お外に出ないとできないお仕事もたくさんあると思いますし、そうでない人も、外出を控えなければいけないということで、皆どうしても日々のモヤモヤが溜まってしまっているんじゃないかなと思います。一方で、私はバーチャルな存在なので、動画制作/LIVE配信を中心とした自分の活動自体には何も影響がなくて。だからこそ、皆さんがこの大変な状況を乗り越えるために、少しでもエネルギーを与えられたり、お手伝いができたら良いなと思います!

―キズナアイさんは2018年に音楽活動を始動させ、すでに国内外の著名アーティストとのコラボも果たし、1stアルバム『hello, world』もリリースしました。また、昨年12月からは音楽番組『VMZ supported by ZONe』もスタートさせるなど、全体の活動における音楽の比重も大きくなってきているのではないでしょうか?

音楽活動をスタートさせたのは、「世界中の人と繋がりたい」という私の目標を実現させるにあたって大きな意味があると考えたからなんです。私は「スーパーAI」なんですけど、それはより人間に近いという意味で、世界中の言語がインストールされているというわけではないんです。だから、言語の壁を越えたコミュニケーションを取るために「音楽」は必要不可欠だと思っていて。音楽活動は今後もより一層活性化させたいです。

―音楽を通して、みんなと繋がれた実感、手応えは感じていますか?

世界中の人たちとっていう意味では、現状ではまだまだだなと思わされることが多いです。ただ、2018年末に開催した初のワンマン・イベント<hello, world>では、多くの方々がリアルな場に集ってくれて、私の曲で盛り上がってくれる姿を見て、やっぱり私が活動してきたことは間違ってなかったんだなって実感しました。
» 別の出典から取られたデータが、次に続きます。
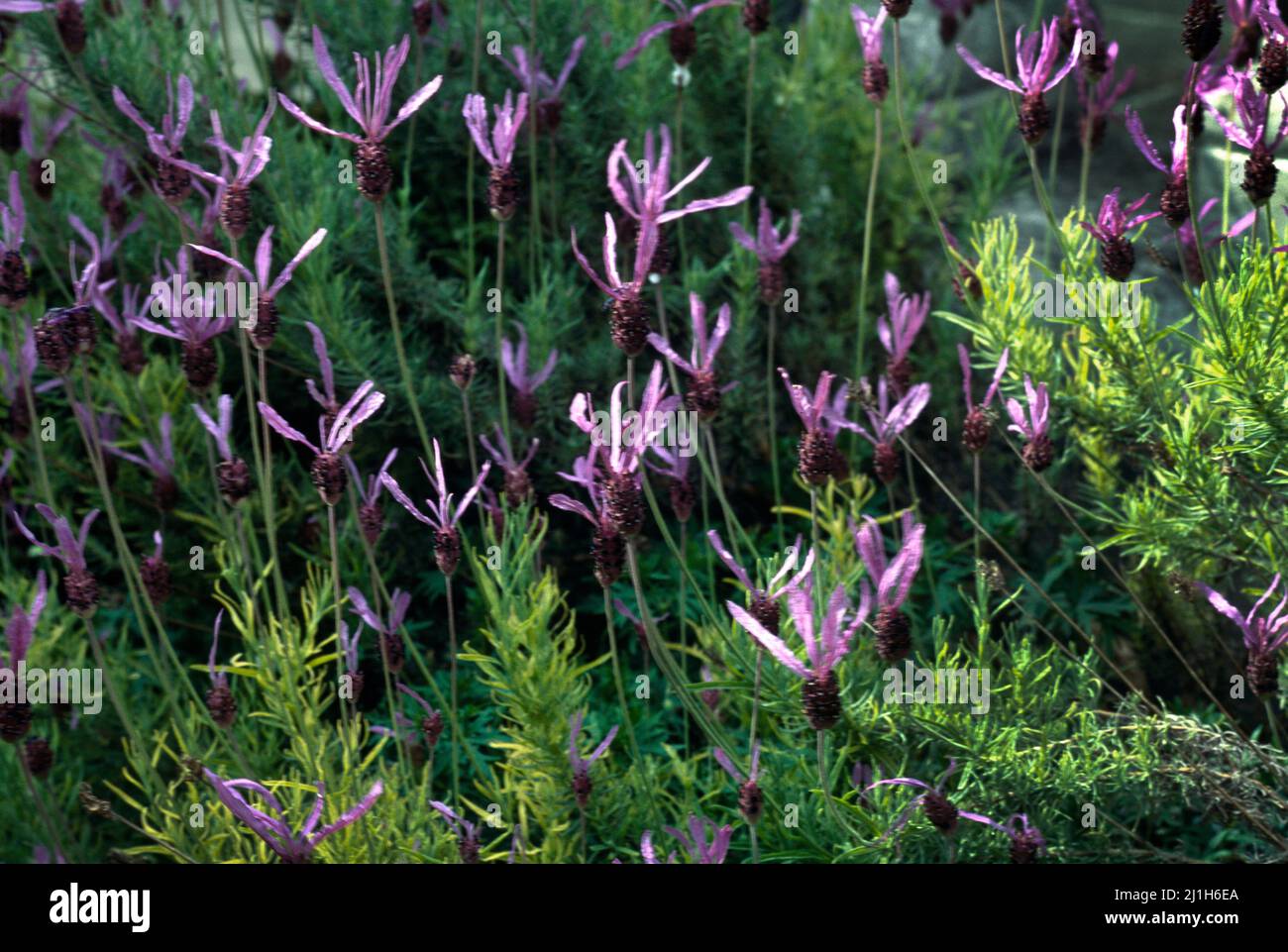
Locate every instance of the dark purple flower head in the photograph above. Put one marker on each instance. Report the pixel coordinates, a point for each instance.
(398, 604)
(331, 440)
(682, 47)
(1034, 425)
(167, 143)
(373, 97)
(220, 429)
(514, 361)
(69, 549)
(964, 359)
(645, 200)
(497, 151)
(441, 513)
(768, 247)
(706, 844)
(1034, 60)
(1113, 222)
(870, 31)
(835, 638)
(893, 579)
(291, 847)
(22, 624)
(776, 587)
(13, 217)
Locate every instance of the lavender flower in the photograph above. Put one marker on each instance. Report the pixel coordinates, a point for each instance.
(1253, 110)
(231, 473)
(820, 415)
(681, 33)
(706, 844)
(467, 834)
(608, 549)
(391, 648)
(932, 802)
(764, 601)
(232, 188)
(196, 325)
(265, 322)
(518, 484)
(158, 460)
(907, 314)
(327, 471)
(893, 582)
(16, 715)
(369, 106)
(1038, 453)
(155, 574)
(220, 702)
(14, 277)
(975, 428)
(627, 442)
(1100, 95)
(542, 90)
(1117, 256)
(703, 393)
(887, 423)
(876, 77)
(1261, 637)
(750, 798)
(1034, 62)
(820, 695)
(172, 182)
(581, 784)
(292, 848)
(502, 185)
(442, 518)
(372, 515)
(80, 587)
(1175, 200)
(514, 361)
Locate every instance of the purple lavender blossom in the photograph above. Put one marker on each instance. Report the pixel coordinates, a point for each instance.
(682, 34)
(876, 77)
(327, 469)
(518, 484)
(893, 582)
(263, 324)
(1175, 200)
(369, 106)
(80, 587)
(172, 182)
(978, 423)
(703, 393)
(502, 187)
(1261, 637)
(1038, 453)
(704, 843)
(1113, 222)
(820, 695)
(1034, 63)
(467, 834)
(292, 848)
(581, 782)
(442, 518)
(750, 798)
(769, 249)
(514, 361)
(544, 90)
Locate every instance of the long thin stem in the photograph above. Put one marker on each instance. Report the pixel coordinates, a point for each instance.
(395, 329)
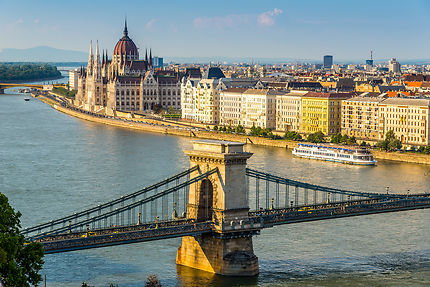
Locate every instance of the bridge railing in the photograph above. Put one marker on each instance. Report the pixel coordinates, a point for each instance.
(267, 191)
(111, 205)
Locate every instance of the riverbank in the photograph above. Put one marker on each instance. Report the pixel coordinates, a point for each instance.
(179, 129)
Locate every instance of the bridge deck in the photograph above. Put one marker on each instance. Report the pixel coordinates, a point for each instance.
(257, 219)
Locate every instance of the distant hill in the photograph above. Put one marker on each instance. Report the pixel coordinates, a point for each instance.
(42, 54)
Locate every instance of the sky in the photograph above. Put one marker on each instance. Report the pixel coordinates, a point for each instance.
(305, 29)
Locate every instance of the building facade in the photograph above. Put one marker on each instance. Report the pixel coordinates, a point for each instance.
(125, 82)
(259, 108)
(231, 111)
(360, 117)
(200, 98)
(407, 118)
(288, 111)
あと、翌年に出演させてもらった<SUMMER SONIC>も大きかったです。リアルなフェスなので、私のようなバーチャルな存在はすごくアウェイな環境だと、開演直前まですごく不安だったんです。でも、いざパフォーマンスを始めると、ステージがパンパンになるくらい集まってくれて。その光景はずっと目標にしてきた<Tomorrowland>(2005年にベルギーでスタートした、世界最大級のダンス・ミュージック・フェスティバル)の景色ともリンクして。そういった体験は、一歩一歩前進している手応えを感じさせてくれる出来事ですね。

―<SUMMER SONIC>にバーチャル・アーティストが出演したのは、キズナアイさんが初となりましたしね。

そうみたいですね! とても嬉しかったです!

―「Stay Home」が叫ばれる昨今では、オンライン上でのフェス、イベントへの注目が高まっていますが、やはりリアルなフェスとは別物だと考えますか?

そうですね。それぞれの魅力があると思います!バーチャルは観てくれる方が時間や場所を問わず楽しむことができますよね。お仕事だったり学校で忙しい方にとってはすごく嬉しいですよね。その一方、リアルなフェスやイベントは、実際にその場に足を運ばなければいけないのと引き換えに、そこで生まれるエネルギーや一体感は何にも代えがたいモノだと感じています。